Pakistan Petroleum reports ransomware attack, core operations unaffected

Pakistan Petroleum Limited (PPL) said Wednesday it detected and contained a ransomware intrusion targeting parts of its IT infrastructure, adding that the incident has not affected core operations or compromised sensitive data.

The state-run energy company said the breach was identified on Aug 6, prompting the activation of internal cybersecurity protocols.

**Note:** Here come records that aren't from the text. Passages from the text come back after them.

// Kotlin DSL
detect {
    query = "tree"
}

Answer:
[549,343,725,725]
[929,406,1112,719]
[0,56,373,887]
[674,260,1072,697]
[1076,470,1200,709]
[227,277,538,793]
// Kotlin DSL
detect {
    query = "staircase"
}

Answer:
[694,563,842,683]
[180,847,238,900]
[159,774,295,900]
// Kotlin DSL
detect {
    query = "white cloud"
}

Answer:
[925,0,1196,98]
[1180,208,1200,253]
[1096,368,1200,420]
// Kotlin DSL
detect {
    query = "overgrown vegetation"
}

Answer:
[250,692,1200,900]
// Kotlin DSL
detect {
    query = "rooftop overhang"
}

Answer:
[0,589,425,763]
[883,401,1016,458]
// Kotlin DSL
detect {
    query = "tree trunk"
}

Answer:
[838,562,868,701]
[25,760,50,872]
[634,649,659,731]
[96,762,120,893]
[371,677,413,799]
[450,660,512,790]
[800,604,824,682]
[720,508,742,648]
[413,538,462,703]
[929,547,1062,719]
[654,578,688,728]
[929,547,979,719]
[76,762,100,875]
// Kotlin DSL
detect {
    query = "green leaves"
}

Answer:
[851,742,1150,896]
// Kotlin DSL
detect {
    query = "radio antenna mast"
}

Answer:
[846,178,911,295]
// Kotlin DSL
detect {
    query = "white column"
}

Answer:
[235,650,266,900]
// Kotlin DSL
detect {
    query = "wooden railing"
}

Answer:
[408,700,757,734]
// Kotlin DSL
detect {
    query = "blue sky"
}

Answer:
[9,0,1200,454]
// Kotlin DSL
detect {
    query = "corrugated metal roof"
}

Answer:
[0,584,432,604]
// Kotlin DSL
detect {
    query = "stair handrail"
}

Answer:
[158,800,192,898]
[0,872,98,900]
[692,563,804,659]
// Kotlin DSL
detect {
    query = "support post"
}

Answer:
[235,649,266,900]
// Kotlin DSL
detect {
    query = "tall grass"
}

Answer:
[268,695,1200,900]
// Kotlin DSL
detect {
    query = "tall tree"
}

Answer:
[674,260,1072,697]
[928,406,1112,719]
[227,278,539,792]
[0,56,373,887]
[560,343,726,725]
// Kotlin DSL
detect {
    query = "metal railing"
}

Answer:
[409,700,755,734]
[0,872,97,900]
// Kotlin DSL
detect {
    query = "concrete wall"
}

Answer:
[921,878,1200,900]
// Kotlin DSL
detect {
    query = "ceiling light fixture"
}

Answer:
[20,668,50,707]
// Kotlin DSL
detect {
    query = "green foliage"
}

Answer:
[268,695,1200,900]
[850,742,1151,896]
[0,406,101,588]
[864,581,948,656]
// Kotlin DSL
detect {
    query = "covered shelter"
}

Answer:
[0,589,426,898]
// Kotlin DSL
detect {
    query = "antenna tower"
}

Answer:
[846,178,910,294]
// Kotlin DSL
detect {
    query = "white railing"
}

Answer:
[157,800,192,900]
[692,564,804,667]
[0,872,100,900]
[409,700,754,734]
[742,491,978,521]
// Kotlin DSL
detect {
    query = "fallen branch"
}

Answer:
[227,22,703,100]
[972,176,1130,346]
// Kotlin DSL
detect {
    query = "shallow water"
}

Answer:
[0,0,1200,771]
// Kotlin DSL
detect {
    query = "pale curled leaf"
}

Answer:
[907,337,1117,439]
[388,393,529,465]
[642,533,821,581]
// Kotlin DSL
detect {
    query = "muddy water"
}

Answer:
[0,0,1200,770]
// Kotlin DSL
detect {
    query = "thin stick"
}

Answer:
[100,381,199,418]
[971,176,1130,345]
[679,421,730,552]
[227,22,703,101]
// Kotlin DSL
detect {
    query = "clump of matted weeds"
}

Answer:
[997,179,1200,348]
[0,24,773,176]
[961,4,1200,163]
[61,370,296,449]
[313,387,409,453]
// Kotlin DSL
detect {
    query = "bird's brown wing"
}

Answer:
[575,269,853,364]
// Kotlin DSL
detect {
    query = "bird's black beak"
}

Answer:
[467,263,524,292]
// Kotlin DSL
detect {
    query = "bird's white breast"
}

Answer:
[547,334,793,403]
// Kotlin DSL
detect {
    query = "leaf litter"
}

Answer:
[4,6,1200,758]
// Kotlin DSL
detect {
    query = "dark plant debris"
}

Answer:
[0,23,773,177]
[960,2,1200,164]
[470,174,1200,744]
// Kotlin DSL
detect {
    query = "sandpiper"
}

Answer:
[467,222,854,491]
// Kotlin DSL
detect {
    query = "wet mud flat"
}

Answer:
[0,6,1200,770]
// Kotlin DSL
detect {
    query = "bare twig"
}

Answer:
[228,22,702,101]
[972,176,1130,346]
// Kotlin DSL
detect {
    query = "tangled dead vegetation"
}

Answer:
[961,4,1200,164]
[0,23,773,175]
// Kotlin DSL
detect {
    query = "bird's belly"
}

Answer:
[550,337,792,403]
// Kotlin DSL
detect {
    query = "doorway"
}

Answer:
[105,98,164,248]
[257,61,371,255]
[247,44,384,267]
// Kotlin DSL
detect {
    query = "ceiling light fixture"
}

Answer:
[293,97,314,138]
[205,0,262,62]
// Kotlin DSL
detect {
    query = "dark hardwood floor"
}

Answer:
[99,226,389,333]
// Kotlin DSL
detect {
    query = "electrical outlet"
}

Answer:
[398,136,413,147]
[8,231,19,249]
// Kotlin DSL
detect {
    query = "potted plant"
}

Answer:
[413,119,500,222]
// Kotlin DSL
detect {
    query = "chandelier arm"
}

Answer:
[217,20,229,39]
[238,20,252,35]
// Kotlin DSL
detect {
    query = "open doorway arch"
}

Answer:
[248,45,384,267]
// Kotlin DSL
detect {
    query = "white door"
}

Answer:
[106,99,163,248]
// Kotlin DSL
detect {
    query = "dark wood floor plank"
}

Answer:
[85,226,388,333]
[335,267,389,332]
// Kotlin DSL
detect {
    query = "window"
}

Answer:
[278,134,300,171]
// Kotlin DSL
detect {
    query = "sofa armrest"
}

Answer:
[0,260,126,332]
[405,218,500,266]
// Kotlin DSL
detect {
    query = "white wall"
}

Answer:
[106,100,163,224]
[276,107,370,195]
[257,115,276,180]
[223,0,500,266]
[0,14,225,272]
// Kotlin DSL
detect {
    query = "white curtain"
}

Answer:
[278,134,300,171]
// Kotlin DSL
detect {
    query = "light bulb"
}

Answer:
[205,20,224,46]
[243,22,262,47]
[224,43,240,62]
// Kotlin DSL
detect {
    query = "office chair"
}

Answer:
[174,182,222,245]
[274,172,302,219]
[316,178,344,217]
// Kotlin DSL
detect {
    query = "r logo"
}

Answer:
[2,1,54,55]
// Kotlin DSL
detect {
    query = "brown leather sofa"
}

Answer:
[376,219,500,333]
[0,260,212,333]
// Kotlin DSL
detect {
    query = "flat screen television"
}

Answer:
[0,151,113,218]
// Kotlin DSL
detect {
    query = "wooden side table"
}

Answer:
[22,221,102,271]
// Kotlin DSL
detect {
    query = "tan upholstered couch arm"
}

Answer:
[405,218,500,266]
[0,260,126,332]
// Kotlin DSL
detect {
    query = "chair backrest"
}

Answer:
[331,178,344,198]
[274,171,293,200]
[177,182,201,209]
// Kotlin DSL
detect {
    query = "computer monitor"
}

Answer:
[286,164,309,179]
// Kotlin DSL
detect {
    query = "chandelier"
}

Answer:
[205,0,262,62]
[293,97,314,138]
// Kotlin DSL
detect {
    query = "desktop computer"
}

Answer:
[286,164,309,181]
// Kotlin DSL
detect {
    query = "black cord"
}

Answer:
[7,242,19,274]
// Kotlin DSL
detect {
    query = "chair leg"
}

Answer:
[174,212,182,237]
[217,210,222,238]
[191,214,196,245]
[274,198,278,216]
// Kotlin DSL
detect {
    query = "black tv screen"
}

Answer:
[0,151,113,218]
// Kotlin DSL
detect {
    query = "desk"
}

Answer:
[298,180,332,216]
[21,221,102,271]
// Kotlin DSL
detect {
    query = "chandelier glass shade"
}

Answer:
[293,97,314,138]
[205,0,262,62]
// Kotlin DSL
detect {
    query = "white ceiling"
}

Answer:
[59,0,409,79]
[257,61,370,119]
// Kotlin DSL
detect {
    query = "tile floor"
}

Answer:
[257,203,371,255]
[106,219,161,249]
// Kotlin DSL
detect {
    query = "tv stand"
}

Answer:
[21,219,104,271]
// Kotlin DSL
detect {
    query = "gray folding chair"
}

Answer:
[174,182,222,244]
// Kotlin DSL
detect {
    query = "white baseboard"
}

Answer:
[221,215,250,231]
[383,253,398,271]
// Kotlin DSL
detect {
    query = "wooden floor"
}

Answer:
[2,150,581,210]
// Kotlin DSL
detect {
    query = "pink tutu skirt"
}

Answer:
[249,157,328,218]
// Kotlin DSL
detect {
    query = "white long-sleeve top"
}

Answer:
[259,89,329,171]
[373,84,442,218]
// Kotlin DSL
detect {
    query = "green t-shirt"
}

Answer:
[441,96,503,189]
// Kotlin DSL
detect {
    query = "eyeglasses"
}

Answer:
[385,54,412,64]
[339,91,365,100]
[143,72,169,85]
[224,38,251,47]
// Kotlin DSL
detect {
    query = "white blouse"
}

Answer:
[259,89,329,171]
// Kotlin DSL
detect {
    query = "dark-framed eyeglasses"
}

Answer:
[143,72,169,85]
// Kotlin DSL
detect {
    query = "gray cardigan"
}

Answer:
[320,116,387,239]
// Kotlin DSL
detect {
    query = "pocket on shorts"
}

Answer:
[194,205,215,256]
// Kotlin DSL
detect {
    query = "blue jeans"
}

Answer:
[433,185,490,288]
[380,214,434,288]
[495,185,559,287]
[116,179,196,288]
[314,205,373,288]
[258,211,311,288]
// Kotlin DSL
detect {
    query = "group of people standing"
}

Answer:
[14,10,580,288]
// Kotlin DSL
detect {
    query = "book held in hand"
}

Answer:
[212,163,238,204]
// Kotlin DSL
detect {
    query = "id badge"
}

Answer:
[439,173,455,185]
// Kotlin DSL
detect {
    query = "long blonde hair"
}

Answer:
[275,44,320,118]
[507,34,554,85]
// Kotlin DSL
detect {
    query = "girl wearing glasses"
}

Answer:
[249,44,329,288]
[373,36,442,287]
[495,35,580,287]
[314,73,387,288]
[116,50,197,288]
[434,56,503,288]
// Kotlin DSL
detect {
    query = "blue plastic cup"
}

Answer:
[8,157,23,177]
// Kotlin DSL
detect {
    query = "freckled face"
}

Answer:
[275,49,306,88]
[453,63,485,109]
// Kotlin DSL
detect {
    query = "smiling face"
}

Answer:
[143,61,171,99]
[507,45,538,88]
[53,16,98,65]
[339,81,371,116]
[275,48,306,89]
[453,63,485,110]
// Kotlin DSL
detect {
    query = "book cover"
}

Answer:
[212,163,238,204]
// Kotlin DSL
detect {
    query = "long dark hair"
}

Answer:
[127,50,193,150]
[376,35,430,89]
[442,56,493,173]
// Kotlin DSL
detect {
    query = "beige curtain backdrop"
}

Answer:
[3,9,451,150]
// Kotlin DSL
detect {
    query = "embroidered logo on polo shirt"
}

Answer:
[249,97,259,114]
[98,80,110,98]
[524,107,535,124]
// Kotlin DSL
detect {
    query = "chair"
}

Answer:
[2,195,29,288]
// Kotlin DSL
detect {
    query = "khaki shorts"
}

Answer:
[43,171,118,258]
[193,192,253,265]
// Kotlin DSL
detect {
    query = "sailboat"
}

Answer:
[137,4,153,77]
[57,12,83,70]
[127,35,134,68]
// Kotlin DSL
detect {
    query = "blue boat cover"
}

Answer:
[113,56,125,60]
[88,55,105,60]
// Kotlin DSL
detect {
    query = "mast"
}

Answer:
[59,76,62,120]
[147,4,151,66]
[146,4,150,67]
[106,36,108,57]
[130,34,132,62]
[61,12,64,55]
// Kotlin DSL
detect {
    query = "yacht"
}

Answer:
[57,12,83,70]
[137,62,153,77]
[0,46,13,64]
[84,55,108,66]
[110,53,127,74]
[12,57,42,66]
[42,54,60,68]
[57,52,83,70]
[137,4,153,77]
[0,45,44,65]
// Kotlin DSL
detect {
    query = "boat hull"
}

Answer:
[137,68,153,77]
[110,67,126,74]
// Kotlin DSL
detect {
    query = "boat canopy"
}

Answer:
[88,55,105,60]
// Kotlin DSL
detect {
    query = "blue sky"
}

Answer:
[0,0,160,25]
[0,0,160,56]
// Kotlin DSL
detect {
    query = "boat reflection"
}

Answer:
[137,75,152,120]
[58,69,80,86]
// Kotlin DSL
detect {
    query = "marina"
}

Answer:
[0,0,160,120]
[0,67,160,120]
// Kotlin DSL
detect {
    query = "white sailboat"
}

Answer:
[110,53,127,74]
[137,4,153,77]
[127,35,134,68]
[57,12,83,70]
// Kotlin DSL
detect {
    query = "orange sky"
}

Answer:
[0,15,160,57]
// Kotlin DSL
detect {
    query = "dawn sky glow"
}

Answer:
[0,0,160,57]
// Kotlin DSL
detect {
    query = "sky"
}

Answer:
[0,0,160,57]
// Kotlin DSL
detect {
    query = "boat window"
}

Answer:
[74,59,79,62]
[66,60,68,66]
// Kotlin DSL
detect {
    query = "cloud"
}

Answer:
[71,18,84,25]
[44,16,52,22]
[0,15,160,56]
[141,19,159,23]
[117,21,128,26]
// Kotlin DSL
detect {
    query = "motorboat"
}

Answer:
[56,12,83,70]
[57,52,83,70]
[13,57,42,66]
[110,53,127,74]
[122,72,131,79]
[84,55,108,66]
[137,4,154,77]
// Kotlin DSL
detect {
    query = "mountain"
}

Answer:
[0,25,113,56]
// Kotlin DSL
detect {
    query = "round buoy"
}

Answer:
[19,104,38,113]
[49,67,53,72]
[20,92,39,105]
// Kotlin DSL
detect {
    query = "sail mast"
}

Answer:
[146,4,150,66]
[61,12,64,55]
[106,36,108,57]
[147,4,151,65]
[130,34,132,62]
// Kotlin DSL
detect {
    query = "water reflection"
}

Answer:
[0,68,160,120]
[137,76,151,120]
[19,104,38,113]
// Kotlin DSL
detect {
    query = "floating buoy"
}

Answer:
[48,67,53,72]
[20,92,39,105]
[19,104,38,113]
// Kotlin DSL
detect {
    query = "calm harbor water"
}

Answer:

PPL’s IT and cybersecurity teams, working with external experts, moved quickly to contain the threat, including temporarily suspending select non-critical IT services as a precaution.

PPL operates a multi-layered cybersecurity framework, which the company said helped isolate the threat rapidly. “At this point, there is no indication of compromise to business-critical or sensitive data,” the statement said, noting that operations with joint venture partners and external stakeholders remain unaffected.

The company confirmed it had received a ransomware note from an external actor calling themselves “Blue Locker”. The incident has been reported to relevant law enforcement and regulatory authorities, and investigations are ongoing in coordination with these agencies.

“We remain committed to full transparency and are conducting a comprehensive forensic analysis to assess the scope and reinforce our cyber resilience,” PPL said, adding that full system functionality will be restored in a secure, phased manner.

PPL emphasized that safeguarding its digital infrastructure remains a top priority and that it is focused on maintaining stakeholder trust through proactive cyber risk management.